Studies show that over 1.6 million people are killed as a result of violence each year and it is thought that this estimate is considerably less than the actual number who die from assaults.
Violence in inpatient hospital settings and emergency departments is the subject of a NICE guideline that is currently being updated.
A group of researchers from the University of Liverpool have published a health technology assessment report (PDF) that seeks to summarise the evidence for pharmacological, psychosocial and organisational interventions aimed at reducing violence.
They conducted a search of a wide range of databases to find meta-analyses and randomised controlled trials (RCT) from 2002-2008 (they were updating a previous review that was published in 2002).
They found 198 studies to include, 51 of which were RCTs. They were unable to carry out a meta-analysis of the data because there was too much heterogeneity.
A cost effectiveness analysis was beyond the scope of the review, but this is clearly an essential component of future research, given the huge expenditure required to implement solutions to this widespread problem and the cost that such universal violence must have on our society.
Here’s what the reviewers found:
- Small to moderate effects were found for three interventions:
- Atypical antipsychotic drugs [OR 0.21, 95% CI 0.16 to 0.27, fixed effects; OR 0.24, 95% CI 0.14 to 0.43, random effects; 10 studies, I(2) = 72.2, Q = 32.4 (df = 9), p < 0.0001],
- Psychological interventions [OR 0.63, 95% CI 0.48 to 0.83, fixed effects; OR 0.53, 95% CI 0.31 to 0.93, random effects; nine studies, I(2) = 62.1, Q = 21.1 (df = 8), p = 0.007]
- Cognitive behavioural therapy (CBT) as a primary intervention [OR 0.61, 95% CI 0.42 to 0.88, fixed effects; OR 0.61, 95% CI 0.37 to 0.99, random effects; seven studies, I(2) = 21.6, Q = 7.65 (df = 6), p = 0.26]
The authors concluded:
Results from this review show small-to-moderate effects for cognitive behavioural therapy, for all psychological interventions combined, and larger effects for atypical antipsychotic drugs, with relatively low heterogeneity.

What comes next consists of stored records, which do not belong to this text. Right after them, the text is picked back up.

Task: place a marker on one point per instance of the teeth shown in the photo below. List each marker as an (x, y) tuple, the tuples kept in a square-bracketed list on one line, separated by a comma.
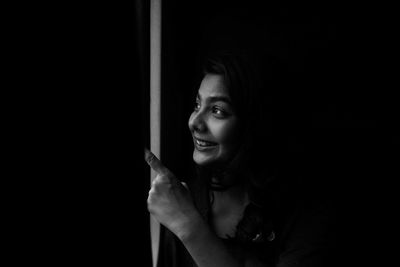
[(203, 143)]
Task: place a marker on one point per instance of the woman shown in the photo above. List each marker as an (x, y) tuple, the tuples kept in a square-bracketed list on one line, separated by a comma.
[(238, 210)]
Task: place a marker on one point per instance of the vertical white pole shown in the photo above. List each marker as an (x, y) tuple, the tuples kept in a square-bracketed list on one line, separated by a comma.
[(155, 106)]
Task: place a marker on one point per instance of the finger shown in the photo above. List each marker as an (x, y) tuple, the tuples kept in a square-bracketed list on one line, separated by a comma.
[(155, 163), (185, 185)]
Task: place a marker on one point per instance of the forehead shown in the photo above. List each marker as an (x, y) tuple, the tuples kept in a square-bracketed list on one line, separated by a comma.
[(212, 85)]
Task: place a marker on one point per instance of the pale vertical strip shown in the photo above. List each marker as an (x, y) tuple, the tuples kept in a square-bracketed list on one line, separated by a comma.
[(155, 105)]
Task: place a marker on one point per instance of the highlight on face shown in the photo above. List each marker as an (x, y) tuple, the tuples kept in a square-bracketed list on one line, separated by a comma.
[(213, 123)]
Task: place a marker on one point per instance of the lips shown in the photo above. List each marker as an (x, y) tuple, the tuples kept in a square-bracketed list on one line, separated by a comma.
[(201, 143)]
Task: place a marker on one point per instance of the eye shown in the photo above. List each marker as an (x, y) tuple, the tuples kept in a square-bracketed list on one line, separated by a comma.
[(196, 105), (218, 111)]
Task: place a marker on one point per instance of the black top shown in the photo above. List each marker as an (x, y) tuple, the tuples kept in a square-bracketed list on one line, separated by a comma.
[(302, 235)]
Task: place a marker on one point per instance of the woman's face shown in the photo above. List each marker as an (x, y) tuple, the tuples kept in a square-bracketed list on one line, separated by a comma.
[(213, 123)]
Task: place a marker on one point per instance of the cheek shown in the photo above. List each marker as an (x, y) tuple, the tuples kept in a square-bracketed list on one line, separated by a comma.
[(225, 133), (190, 121)]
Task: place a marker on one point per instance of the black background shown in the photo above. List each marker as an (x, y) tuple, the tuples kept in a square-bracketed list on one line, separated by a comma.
[(79, 105)]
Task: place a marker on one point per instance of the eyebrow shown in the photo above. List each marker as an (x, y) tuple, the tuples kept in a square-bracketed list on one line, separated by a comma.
[(217, 98)]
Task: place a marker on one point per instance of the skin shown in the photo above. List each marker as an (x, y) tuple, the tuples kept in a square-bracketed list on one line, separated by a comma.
[(170, 202), (213, 119)]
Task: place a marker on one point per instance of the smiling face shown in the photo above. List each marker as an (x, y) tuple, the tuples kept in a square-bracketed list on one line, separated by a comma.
[(213, 123)]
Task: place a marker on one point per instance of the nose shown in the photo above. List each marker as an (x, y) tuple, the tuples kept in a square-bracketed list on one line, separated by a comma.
[(196, 122)]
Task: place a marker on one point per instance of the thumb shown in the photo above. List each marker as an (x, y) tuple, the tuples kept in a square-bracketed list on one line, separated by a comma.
[(156, 164), (185, 185)]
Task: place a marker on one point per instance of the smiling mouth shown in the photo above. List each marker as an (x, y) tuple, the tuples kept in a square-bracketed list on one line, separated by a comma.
[(203, 144)]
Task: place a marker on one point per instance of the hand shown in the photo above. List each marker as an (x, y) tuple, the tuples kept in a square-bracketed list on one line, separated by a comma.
[(169, 200)]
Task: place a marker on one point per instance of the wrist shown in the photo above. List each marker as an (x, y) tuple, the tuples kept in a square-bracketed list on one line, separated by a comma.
[(191, 228)]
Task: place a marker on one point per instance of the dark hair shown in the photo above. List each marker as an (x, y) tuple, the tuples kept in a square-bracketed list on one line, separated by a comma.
[(250, 101), (253, 165)]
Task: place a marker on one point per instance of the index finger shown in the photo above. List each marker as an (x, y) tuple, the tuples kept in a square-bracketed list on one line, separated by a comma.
[(155, 163)]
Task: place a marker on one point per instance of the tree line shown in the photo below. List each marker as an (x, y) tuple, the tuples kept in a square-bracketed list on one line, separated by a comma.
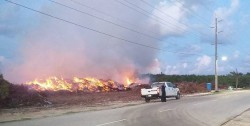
[(233, 79)]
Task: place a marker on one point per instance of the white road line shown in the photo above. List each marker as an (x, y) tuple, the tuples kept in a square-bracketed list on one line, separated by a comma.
[(111, 122), (166, 110), (197, 103)]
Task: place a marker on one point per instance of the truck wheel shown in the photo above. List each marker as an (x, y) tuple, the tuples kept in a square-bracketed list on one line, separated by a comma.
[(178, 96), (163, 99), (147, 99)]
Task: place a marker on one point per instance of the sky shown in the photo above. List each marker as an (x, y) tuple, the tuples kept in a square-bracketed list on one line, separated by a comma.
[(115, 38)]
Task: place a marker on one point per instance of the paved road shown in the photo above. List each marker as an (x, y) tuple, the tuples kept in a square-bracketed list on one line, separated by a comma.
[(211, 110)]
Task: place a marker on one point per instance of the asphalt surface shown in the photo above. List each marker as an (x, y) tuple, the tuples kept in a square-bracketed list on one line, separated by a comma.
[(210, 110)]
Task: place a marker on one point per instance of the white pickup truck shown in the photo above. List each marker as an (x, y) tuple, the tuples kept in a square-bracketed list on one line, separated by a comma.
[(156, 91)]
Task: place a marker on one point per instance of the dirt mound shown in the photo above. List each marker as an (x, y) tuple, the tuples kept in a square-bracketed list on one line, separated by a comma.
[(191, 87)]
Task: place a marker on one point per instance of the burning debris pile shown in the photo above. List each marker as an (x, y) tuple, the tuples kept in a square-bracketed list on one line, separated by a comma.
[(76, 84)]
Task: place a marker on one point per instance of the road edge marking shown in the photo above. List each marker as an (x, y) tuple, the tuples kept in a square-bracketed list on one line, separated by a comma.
[(166, 110), (111, 122)]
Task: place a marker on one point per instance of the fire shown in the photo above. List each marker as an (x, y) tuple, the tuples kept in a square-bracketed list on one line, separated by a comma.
[(77, 84)]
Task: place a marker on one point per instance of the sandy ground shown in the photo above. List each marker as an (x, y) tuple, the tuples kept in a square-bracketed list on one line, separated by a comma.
[(241, 120), (42, 112)]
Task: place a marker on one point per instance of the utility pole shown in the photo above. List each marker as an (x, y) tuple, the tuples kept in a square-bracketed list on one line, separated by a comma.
[(216, 57), (237, 79), (216, 54)]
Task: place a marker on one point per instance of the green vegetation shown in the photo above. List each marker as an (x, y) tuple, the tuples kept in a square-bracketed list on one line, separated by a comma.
[(226, 80)]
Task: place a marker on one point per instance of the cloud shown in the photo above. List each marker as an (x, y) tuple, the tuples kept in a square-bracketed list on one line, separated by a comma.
[(236, 54), (202, 65), (169, 25), (189, 50), (55, 48)]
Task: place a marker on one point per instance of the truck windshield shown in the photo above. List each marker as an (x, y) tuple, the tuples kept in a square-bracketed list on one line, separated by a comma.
[(157, 84)]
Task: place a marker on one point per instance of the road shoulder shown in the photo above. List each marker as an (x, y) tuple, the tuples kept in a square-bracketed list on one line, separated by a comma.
[(242, 119)]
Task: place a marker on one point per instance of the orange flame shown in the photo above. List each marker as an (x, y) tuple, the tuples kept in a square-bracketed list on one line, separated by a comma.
[(76, 84)]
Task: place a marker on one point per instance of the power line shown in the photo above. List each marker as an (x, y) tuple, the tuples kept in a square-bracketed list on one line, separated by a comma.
[(164, 13), (188, 9), (84, 27), (163, 21), (150, 13), (104, 20), (81, 4)]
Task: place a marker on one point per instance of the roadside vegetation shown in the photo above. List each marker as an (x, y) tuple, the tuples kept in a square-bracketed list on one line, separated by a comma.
[(18, 95), (224, 80)]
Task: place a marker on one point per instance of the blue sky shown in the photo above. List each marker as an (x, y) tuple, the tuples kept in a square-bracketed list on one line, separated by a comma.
[(33, 45)]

There is also evidence that interventions targeted at mental health populations, and particularly male groups in community settings, are well supported, as they are more likely to achieve stronger effects than interventions with the other groups.

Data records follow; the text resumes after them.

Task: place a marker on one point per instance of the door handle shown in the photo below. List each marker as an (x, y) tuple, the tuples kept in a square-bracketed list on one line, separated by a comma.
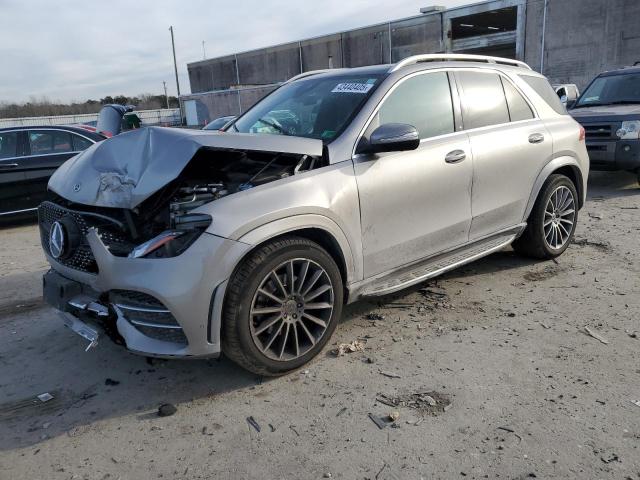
[(536, 138), (455, 156)]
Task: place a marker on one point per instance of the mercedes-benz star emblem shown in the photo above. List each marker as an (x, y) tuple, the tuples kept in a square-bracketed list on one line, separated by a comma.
[(56, 240)]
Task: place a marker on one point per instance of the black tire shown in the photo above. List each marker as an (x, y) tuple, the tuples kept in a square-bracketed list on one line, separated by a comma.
[(237, 341), (532, 242)]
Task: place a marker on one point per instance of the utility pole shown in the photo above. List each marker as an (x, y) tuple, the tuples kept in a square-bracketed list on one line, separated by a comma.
[(164, 84), (175, 67)]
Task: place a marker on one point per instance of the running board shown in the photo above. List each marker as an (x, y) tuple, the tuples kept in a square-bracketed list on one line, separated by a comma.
[(416, 273)]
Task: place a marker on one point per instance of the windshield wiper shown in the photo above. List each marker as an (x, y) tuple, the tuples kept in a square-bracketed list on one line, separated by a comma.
[(273, 125), (606, 104)]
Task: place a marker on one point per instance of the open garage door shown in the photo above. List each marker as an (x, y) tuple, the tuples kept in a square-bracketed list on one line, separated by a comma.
[(494, 28)]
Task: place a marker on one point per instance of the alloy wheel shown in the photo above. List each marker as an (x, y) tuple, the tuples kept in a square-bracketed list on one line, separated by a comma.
[(559, 217), (291, 309)]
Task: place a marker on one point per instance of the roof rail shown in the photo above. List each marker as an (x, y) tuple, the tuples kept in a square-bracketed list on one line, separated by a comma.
[(313, 72), (456, 57)]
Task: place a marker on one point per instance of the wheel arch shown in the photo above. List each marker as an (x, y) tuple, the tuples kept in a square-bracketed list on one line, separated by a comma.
[(566, 166), (317, 228)]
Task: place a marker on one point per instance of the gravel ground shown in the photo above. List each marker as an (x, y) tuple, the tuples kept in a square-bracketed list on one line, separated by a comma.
[(500, 346)]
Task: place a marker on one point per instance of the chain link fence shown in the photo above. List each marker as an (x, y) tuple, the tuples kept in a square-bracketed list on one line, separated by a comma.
[(163, 117)]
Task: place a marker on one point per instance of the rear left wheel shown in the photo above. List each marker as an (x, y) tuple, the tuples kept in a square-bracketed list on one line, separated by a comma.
[(553, 220), (282, 306)]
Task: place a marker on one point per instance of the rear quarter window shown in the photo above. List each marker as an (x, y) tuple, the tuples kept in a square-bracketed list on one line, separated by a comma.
[(483, 99), (546, 91)]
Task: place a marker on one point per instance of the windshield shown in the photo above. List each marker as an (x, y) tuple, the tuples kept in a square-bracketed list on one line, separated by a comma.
[(314, 107), (612, 90)]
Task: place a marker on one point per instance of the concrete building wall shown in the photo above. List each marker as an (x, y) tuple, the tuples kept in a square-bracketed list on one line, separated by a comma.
[(323, 52), (581, 38), (269, 65), (416, 36)]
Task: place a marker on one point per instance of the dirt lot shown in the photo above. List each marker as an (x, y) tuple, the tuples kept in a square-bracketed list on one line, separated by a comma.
[(532, 395)]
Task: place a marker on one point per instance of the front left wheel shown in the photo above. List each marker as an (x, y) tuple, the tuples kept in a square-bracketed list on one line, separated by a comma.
[(282, 306)]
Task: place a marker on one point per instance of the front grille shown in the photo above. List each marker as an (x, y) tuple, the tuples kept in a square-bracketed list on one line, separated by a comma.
[(148, 315), (601, 131), (81, 258)]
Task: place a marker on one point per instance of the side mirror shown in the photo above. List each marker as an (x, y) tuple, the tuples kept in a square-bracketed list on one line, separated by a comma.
[(392, 137)]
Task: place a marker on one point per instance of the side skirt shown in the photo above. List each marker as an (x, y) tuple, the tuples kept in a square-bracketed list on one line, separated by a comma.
[(438, 264)]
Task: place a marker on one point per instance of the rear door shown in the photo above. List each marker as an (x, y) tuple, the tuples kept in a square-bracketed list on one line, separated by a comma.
[(418, 203), (12, 178), (47, 149), (510, 146)]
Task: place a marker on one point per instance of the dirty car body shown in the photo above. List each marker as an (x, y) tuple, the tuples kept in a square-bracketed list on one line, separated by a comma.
[(159, 233)]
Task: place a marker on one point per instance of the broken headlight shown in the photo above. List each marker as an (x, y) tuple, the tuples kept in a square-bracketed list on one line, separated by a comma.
[(172, 243)]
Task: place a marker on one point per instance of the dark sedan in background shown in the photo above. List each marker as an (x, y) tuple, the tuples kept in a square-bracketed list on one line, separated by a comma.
[(29, 156)]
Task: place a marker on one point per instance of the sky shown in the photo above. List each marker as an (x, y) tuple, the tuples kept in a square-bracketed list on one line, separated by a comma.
[(75, 50)]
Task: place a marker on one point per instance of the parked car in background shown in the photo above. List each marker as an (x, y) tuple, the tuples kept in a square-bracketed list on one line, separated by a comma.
[(219, 123), (338, 185), (29, 156), (567, 92), (609, 111)]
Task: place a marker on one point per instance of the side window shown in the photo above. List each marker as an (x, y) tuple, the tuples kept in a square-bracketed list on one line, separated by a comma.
[(484, 103), (8, 145), (80, 143), (548, 94), (423, 101), (44, 142), (518, 107)]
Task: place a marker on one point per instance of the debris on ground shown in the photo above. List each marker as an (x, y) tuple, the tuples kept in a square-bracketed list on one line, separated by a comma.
[(612, 458), (45, 397), (425, 402), (596, 335), (252, 421), (583, 242), (166, 410), (344, 348), (381, 421)]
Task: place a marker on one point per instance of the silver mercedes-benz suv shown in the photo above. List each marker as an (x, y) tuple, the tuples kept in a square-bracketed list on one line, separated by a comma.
[(340, 184)]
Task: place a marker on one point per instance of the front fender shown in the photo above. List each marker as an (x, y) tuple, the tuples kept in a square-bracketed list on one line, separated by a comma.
[(309, 221), (548, 169)]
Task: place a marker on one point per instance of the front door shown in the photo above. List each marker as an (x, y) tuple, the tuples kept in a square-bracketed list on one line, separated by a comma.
[(418, 203)]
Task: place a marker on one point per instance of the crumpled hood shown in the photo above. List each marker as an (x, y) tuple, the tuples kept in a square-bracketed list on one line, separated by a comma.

Future work should focus on improving the quality of evidence available and should address the issue of heterogeneity in the literature.
Links
Hockenhull JC, Whittington R, Leitner M, et al. A systematic review of prevention and intervention strategies for populations at high risk of engaging in violent behaviour: update 2002-8 (PDF). Health Technol Assess 2012;16:1–152.
Violence: The short-term management of disturbed/violent behaviour in in-patient psychiatric settings and emergency departments. NICE, Feb 2005.
Research will have some useful application but it is notat all well presented regarding the distictions 1. Between violence as part of mental illness and violence more generally 2.People with mental illnesses who are and are not violebt as part of their symptoms. Presented like this and particularly if picked up by certain redtop papers it will generate further stigma and miseducation avbout mental illness and violence.
There must also be more on the combination of medication with other therapeutic approaches otherwise it will imply you can leave it up to medication. Public Enquiries do NOT bear this out. Proper research needs to reference such enquiries and take them into account.